In deep and ultra-deepwater fields, subsea systems must be capable of monitoring, detecting and analyzing a production event, adjusting any deviation, and optimizing production performance automatically or semi automatically. Sensor response time is faster with electric chokes, enabling data to be used for condition monitoring and production management to accurately control production allocation from the various zones, wells, and from the entire field. Electric chokes also have a positive impact on diagnostics to identify deviations between trending or model-based forecasting and actual data from monitoring. Commands are sent to the electric choke module to adjust the choke opening, allowing for seamless integration between inner well, wellhead, and subsea production system instrumentation, the master control station, and the distributed control system communications interface.
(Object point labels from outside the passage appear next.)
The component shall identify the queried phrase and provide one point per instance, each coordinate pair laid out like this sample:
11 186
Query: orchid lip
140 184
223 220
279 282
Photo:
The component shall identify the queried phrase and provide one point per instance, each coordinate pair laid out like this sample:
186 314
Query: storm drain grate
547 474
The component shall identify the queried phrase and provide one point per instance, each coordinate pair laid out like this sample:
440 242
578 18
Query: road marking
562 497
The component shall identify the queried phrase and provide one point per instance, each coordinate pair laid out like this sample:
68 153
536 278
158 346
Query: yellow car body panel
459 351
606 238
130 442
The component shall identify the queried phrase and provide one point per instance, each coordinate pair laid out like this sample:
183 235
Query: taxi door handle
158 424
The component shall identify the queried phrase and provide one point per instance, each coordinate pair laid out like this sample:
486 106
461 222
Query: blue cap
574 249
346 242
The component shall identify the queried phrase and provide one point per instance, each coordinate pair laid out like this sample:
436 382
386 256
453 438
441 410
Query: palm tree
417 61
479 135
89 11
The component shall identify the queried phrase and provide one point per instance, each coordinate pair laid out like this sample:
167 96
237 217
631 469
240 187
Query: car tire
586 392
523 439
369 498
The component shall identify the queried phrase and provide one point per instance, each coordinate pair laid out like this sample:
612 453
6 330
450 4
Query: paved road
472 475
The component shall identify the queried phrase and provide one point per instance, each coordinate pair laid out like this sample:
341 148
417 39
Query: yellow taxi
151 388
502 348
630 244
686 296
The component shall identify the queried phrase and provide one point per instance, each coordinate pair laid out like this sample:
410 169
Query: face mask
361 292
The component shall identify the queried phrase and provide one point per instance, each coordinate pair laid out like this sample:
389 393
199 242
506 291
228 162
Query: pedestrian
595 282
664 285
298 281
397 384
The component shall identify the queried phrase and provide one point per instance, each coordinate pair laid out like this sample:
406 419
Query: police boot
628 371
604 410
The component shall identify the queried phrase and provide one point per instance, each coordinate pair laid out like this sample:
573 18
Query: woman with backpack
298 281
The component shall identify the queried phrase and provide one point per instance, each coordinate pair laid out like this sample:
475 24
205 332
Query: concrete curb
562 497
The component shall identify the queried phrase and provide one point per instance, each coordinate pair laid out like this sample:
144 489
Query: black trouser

Production startups and shutdowns also stand to benefit from the use of electric chokes. An infinite number of precise valve positioning allows for wells to be brought onstream and shut down gradually to prevent formation and flowline damage. Choke valves can be integrated to a unified control system through a preprogrammed, automated startup sequence for actuating operations. The surface master controller will execute an actuation sequence for opening and closing the valves with a measured pressure, and with differential pressure across the choke valve gates and the chemical injection valves. The electric choke, valves, and actuators are connected to the startup sequence and actuation will be managed by the subsea control module and controlled from surface by the operator or automatically for the entire field.

The surveillance program continuously interrogates the status of the critical components, looking for any change in status, position, or triggers of deviation from the expected ranges of normal operation while connecting dependent activities and moving to the next step in the desired startup sequence. This accelerates the decision-making process and synchronizes the production ramp-up operation from an initial startup of one or more wells or during startup from an emergency shutdown operation. This leads to accelerating the startup sequence and saving cost.

There are multiple benefits to be gained by marrying electrically actuated chokes with electric subsea production control systems (introduced in the 1990s), opening the door for fully electric systems in the future.